「亡き友から学ぶ事–⑵ 終活」| カナダ・トロントにある幼稚園の園長先生コラム。気付けば息子も大きくなりました…第94回

 5月下旬、私が兄のように慕って来た友人が亡くなりました。家族や親戚などの身寄りがカナダに居なかった彼の最期を少しでもサポート出来る様に、我が家で引き取り介護をした中で、様々な事を学ぶ機会を得ました。

 人生まだまだこれから!の、私と同じ年代の彼が亡くなり、命の儚さを思い知らされたのです。仕事もバリバリ出来、やりたい事だって山の様にある年代。余命を宣告されることで、当然ながら、人生180度変わってしまうのです。

 残りの人生をどう生きるのか。そんなこと、考えたこともありませんでした。彼が我が家に来た後も、実際、彼の残された人生についてや彼が亡くなった後の事などを話し合ったことすらありませんでした。

 ひょっとしたら、これが本当に血の繋がった家族であったならば、有無を言わせず話し合ったかも知れませんが、そこはやはりお互い、遠慮があったのかも知れません。私たちもなんとなく、亡くなった後のことを話すのは縁起でもなく、話しにくいタブーの様に感じていました。それに、まだまだ時間がある、と、勝手に思い込んでいたのか、また今度…と、いつも遠回しにしてきました。

 そして、彼の心の声を聞くこともなく、彼は逝ってしまったのです。お葬式やお墓はどうしたかったんだろう。いや、残りの時間を彼は本当はどう過ごしたかったんだろう。そして、彼からの遺言書はおろか、メモや手紙すらも残っていませんから、どれほど問いかけても今となっては答えを知る術はありません。
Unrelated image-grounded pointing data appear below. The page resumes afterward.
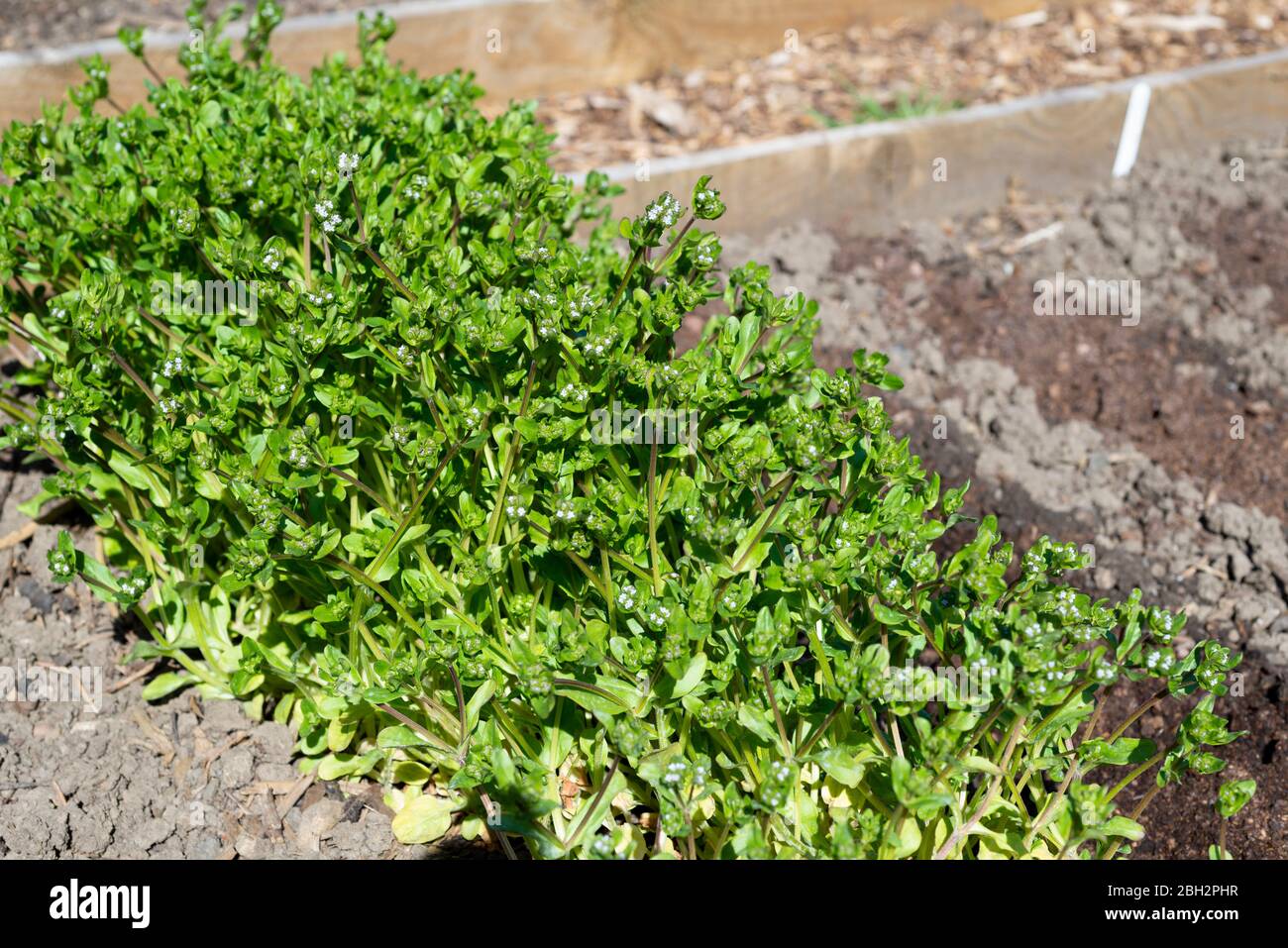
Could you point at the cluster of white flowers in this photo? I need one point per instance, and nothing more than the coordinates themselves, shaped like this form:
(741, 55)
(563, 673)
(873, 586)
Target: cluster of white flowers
(325, 211)
(597, 346)
(658, 616)
(1159, 661)
(536, 299)
(416, 188)
(581, 303)
(60, 565)
(664, 210)
(134, 586)
(184, 219)
(674, 773)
 息子の健人が小さかった頃は、万が一私と夫マークの両方が亡くなった時のことを考え、私達の事業や健人のこれからのことを誰に委ねるか、などきちんと遺言書を残していたものですが、健人も成人し、一人で生きて行けるだろう安堵感から、その更新すらしていませんでした。でも、本当は自分の気持ちを家族に伝えておくって、本当に大切なことなんですよね。
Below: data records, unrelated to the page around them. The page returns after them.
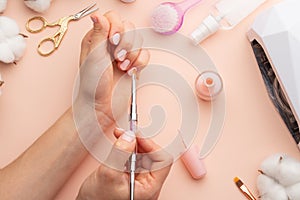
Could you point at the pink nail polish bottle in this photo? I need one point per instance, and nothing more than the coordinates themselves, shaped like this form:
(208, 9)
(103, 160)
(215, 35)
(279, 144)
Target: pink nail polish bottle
(208, 85)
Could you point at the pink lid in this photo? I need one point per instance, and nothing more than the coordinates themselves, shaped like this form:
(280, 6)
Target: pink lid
(193, 163)
(208, 85)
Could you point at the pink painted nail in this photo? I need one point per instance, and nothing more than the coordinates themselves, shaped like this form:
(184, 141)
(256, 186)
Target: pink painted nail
(128, 136)
(121, 55)
(124, 65)
(94, 19)
(116, 38)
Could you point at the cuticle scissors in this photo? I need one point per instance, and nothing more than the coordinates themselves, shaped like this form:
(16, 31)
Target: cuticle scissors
(62, 23)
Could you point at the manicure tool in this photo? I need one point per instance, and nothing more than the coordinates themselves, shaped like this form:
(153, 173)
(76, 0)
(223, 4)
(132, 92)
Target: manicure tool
(62, 23)
(133, 127)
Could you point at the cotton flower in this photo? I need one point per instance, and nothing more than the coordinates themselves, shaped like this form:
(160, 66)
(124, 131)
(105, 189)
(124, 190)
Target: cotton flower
(279, 178)
(12, 44)
(38, 5)
(2, 5)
 最近では、『終活』とも言われています。『終活』とは、死と向き合い、最後まで自分らしい人生を送るための準備のことで、自分の人生を全うし、残される家族のためにとっても大切なものと言われています。友人の死をきっかけに、『終活』の意義と必要性について考えてみました。でも実は、『終活』とはもっと老後にするものなんだろう、と漠然と考えていたのです。  

 現に、自分たちの両親の老後の面倒を考えたり看たりしている方、または、それをした経験のある方は多いかも知れません。しかし、自分の事となると考えたこともなかった、という人がほとんどなのではないでしょうか?

 歳は関係なく、個々が置かれた立場や状況で、残された人たちのことを考えて「もしも、もしも」を追求して準備しておかないといけないと、今ではそう感じています。
 
 私は職業柄、小さなお子さんを持つご家族と関わっていますし、(大きなお世話なのですが)その子供たちのことを考えると余計な心配までしてしまいます。小さな子供を持つ親がある日突然、不治の病に罹ったら?自分の面倒を看てくれる人だけでなく、子供の世話をしてくれる人も必要です。パートナーが居ても仕事をそっちのけで全ての世話をずっとしてもらえる訳でもありませんし、事情によっては片親だけの家庭だってあります。そんな中で自分が倒れてしまったら?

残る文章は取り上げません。